Ему хотелось быть нужным, но не в качестве друга или профессионала своего дела, а в качестве той единственной половинки, без которой жизнь теряет весь свой смысл и все свои краски, в качестве отправной точки в мире для маленького человечка и опоры, чтобы вырасти смелым и открытым этому миру. Ему нужно было о ком-то заботиться, кого-то оберегать. Захар жаждал иметь семью. И эта бессмысленная, бесполезная жажда всколыхнулась в его душе, когда он увидел на пляже эту парочку - смешного лопоухого мальчонку лет пяти и очень красивую и печальную женщину, утонченную, исполненную какой-то аристократической грации.

Он бы никогда не решился подойти и заговорить с этой женщиной, а вот с малышом заговорил, видя его неловкие попытки плавать. Сразу захотелось помочь, научить, поддержать, открыть малышу завораживающий морской мир и увидеть в его глазах восторг. А что может быть лучше, чем видеть восторг в детских глазах? Яростная реакция молодой мамы застала его врасплох, и Захар растерялся. Впрочем, ничего удивительного, когда такое страшилище подходит к твоему ребенку.

Захар открыл кран и плеснул водой на запотевшее от его дыхания зеркало. Как бы ему хотелось, чтобы с кусками раздробленной кости медики вытащили из его души и выбросили за ненадобностью нормальные человеческие чувства и желания. Нормальные и естественные для нормальных людей, не для уродов. Вместо кости поставили титановую пластину, а вот душу пока протезировать не научились.


Проплутав по пыльным, душным улицам в поисках магазина с плавательными принадлежностями, уставшие и потные Аня с Федором вернулись в отель ни с чем.
- Ничего, Феденька, - успокаивала вымотанного неудачной прогулкой мальчика Анна, - я потом спрошу у кого-нибудь из местных, где у них тут этот магазин, узнаю адрес. А просто бродить по улицам, надеясь наткнуться на него, бессмысленно.

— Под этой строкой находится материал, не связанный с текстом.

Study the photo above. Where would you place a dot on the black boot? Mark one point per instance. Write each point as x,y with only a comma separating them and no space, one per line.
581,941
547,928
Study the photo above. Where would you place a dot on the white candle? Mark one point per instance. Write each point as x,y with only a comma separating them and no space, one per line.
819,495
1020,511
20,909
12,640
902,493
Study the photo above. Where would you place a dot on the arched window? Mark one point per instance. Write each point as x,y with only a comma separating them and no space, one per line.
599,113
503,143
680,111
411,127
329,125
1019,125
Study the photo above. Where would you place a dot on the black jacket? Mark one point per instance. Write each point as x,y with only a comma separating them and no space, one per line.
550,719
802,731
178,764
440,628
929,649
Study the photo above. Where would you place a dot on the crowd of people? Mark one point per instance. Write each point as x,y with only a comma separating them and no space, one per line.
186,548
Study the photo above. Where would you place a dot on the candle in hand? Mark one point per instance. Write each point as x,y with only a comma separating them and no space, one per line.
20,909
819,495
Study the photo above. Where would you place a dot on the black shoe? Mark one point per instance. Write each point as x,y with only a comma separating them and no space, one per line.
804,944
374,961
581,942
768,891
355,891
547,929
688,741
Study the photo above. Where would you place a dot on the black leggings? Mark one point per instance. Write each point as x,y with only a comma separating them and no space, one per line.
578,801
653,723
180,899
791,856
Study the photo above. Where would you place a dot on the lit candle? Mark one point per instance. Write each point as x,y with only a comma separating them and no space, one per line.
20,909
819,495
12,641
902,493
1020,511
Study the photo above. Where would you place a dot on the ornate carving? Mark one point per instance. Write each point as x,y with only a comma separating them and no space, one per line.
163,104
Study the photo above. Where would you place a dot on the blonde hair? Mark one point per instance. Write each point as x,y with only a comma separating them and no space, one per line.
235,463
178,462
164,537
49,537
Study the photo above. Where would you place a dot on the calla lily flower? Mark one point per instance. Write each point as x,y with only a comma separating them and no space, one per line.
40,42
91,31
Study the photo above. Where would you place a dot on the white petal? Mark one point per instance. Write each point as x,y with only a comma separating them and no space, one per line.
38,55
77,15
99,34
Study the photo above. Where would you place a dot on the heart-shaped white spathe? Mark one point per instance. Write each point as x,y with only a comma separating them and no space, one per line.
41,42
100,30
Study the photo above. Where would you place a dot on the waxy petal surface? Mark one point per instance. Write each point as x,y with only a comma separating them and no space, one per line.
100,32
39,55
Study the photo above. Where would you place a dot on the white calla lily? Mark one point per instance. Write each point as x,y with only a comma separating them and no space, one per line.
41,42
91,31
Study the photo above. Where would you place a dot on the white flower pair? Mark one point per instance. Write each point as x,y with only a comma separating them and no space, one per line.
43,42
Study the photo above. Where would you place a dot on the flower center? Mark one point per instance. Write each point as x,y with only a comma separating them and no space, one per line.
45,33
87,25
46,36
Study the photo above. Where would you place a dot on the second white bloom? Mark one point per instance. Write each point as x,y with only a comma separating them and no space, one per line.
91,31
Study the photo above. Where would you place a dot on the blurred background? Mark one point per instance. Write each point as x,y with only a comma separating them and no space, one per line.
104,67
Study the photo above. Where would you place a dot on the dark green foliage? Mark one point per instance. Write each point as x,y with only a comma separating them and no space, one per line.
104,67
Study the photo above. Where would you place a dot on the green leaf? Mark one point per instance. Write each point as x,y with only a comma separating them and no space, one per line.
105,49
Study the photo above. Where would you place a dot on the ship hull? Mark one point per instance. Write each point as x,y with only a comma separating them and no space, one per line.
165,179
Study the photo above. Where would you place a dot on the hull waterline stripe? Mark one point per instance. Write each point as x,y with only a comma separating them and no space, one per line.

Малыш так устал и расстроился, что Аня уложила его спать в девять вечера. И он сразу уснул, даже не дослушав обычную сказку на ночь. Задернув плотные шторы, чтобы свет огромной, по - южному яркой луны не мешал ребенку спать, она тихо закрыла за собой дверь и отправилась на ресепшен, чтобы узнать существует ли в курортном поселке нужный магазин.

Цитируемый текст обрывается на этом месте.